O consultor da Towers minimiza, porém, os impactos negativos sobre os balanços das empresas no Brasil, pois ele acredita que a maioria delas vinha se adaptando às mudanças nos últimos anos. “Os balanços das empresas no Brasil vem convergindo para as orientações de reconhecimento do passivo de acordo com as regras internacionais. Acredito que o impacto negativo não será generalizado, devendo afetar apenas algumas empresas que deixaram para se adaptar na última hora”, analisa Oliveira. Ele não tem uma dimensão do tamanho do impacto, mas afirma que certamente será muito menor do que na Europa, onde as empresas estão sofrendo com a adaptação às mudanças da IAS 19. “No Brasil veremos problemas pontuais, não será como na Europa onde as mudanças impactam setores inteiros”, compara.

Danielli, por sua vez, espera que os impactos sejam mais significativos. “Empresas com planos de benefícios com passivo significativo e exposição elevada a ativos com maior risco serão objeto de uma análise mais minuciosa pelas partes interessadas”, afirma. De acordo com as novas orientações da IAS 19, perdas superiores a 10% do tempo de serviço futuro deverão ter reconhecimento imediato, ou seja, não contarão mais com a alternativa de amortização.

O consultor da Gama explica que as novas regras poderão provocar uma revisão generalizada dos procedimentos de gestão de risco aplicados aos benefícios pós-emprego. Ele admite, porém, que muitas empresas no Brasil já vinham optando em reconhecer os desequilíbrios de planos de benefícios em seus balanços.

Demora na atualização – A demora na tradução e adaptação da IAS 19 poderá implicar em atraso na elaboração de consenso quanto à interpretação de alguns dos requisitos”, diz Danielli. Em todo caso, as empresas de consultoria contábil estão buscando se antecipar para prever os impactos e mudanças nos balanços, tanto de companhias listadas na Bovespa, quanto de empresas não-listadas.

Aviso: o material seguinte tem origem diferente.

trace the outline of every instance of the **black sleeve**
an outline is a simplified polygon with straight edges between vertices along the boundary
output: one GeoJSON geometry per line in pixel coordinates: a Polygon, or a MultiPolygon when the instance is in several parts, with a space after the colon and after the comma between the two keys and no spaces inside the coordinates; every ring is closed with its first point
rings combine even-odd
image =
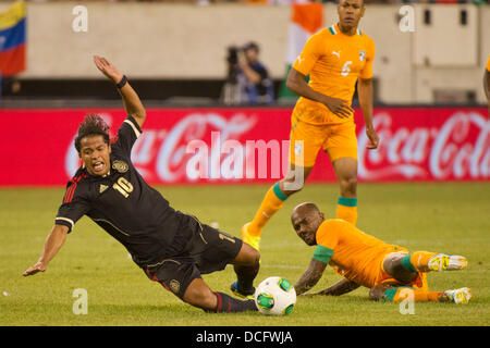
{"type": "Polygon", "coordinates": [[[131,156],[134,142],[142,135],[142,129],[133,116],[127,116],[119,127],[118,136],[112,146],[119,147],[126,156],[131,156]]]}
{"type": "Polygon", "coordinates": [[[259,74],[259,76],[260,76],[260,82],[259,82],[259,84],[261,84],[266,78],[269,77],[269,73],[267,72],[266,66],[264,66],[264,65],[257,65],[257,66],[255,66],[254,70],[255,70],[255,72],[256,72],[257,74],[259,74]]]}
{"type": "Polygon", "coordinates": [[[83,187],[77,186],[76,177],[66,185],[63,203],[58,209],[54,220],[54,224],[69,227],[69,233],[72,232],[75,223],[90,210],[88,200],[82,195],[83,187]]]}

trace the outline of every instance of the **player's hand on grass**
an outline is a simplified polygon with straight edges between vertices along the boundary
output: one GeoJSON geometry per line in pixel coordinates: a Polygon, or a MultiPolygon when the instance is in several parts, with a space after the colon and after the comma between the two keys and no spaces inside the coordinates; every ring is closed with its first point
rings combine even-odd
{"type": "Polygon", "coordinates": [[[123,74],[103,57],[94,55],[94,63],[114,84],[118,84],[123,78],[123,74]]]}
{"type": "Polygon", "coordinates": [[[378,145],[379,145],[379,136],[378,136],[378,134],[376,134],[375,128],[367,127],[367,128],[366,128],[366,135],[367,135],[369,141],[371,142],[371,144],[368,144],[368,145],[366,146],[366,148],[367,148],[368,150],[375,150],[375,149],[377,149],[377,148],[378,148],[378,145]]]}
{"type": "Polygon", "coordinates": [[[354,110],[347,105],[347,100],[326,96],[323,104],[341,119],[347,119],[354,113],[354,110]]]}
{"type": "Polygon", "coordinates": [[[28,268],[22,275],[28,276],[34,275],[38,272],[45,272],[47,266],[42,262],[37,262],[35,265],[28,268]]]}

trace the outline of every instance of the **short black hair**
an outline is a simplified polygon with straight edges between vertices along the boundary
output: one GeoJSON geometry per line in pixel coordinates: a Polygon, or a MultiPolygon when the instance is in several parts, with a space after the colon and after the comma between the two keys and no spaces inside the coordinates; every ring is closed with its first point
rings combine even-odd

Segundo o consultor da Gama, as regras de contabilização da IAS 19 têm o objetivo de padronizar o tratamento conferido ao risco dos planos de benefícios, administrados em sua maioria, pelas entidades fechadas de previdência complementar. Desta forma, facilitam a leitura e interpretação dos balanços das empresas por parte dos investidores.

Apesar do maior peso dos passivos dos fundos fechados de pensão, também são consideradas obrigações com benefícios de fundos abertos de pensão, bem como planos de saúde e pensões, sempre que implicarem em responsabilidade da empresa após o desligamento ou aposentadoria de seus funcionários.

Uma das dúvidas que ainda persiste entre os consultores é o tratamento conferido aos planos de benefícios com mais de um patrocinador. “Ainda não sabemos se a contabilização vai gerar o mesmo impacto para todos os patrocinadores de um mesmo plano, ou se devem ser considerados individualmente”, diz Evandro Oliveira, da Towers Watson. Ele esclarece porém que esse problema não deve ocorrer com as empresas que participam de fundos multipatrocinados, mas com planos segregados. Neste caso, teoricamente os planos são administrados de forma independente e segregada, e cada um possui um balanço próprio.

Aspectos positivos – Os impactos esperados pelas mudanças na IAS 19 não são apenas negativos. As atualizações nas regras também podem ter consequências positivas para os balanços das empresas, em caso de superávits dos planos de benefícios. Além disso, devem ajudar na padronização e transparência na contabilização dos benefícios pós-emprego. “As novas regras devem permitir melhor comparabilidade através da extinção do pressuposto de retorno esperado dos ativos do plano. As empresas que partiam do pressuposto de que taxas elevadas de retorno esperado dos ativos iriam automaticamente melhorar os seus lucros, irão provavelmente verificar uma mudança na análise de indicadores de desempenho”, diz Danielli. Tal mudança provavelmente terá que ser explicada para investidores e analistas.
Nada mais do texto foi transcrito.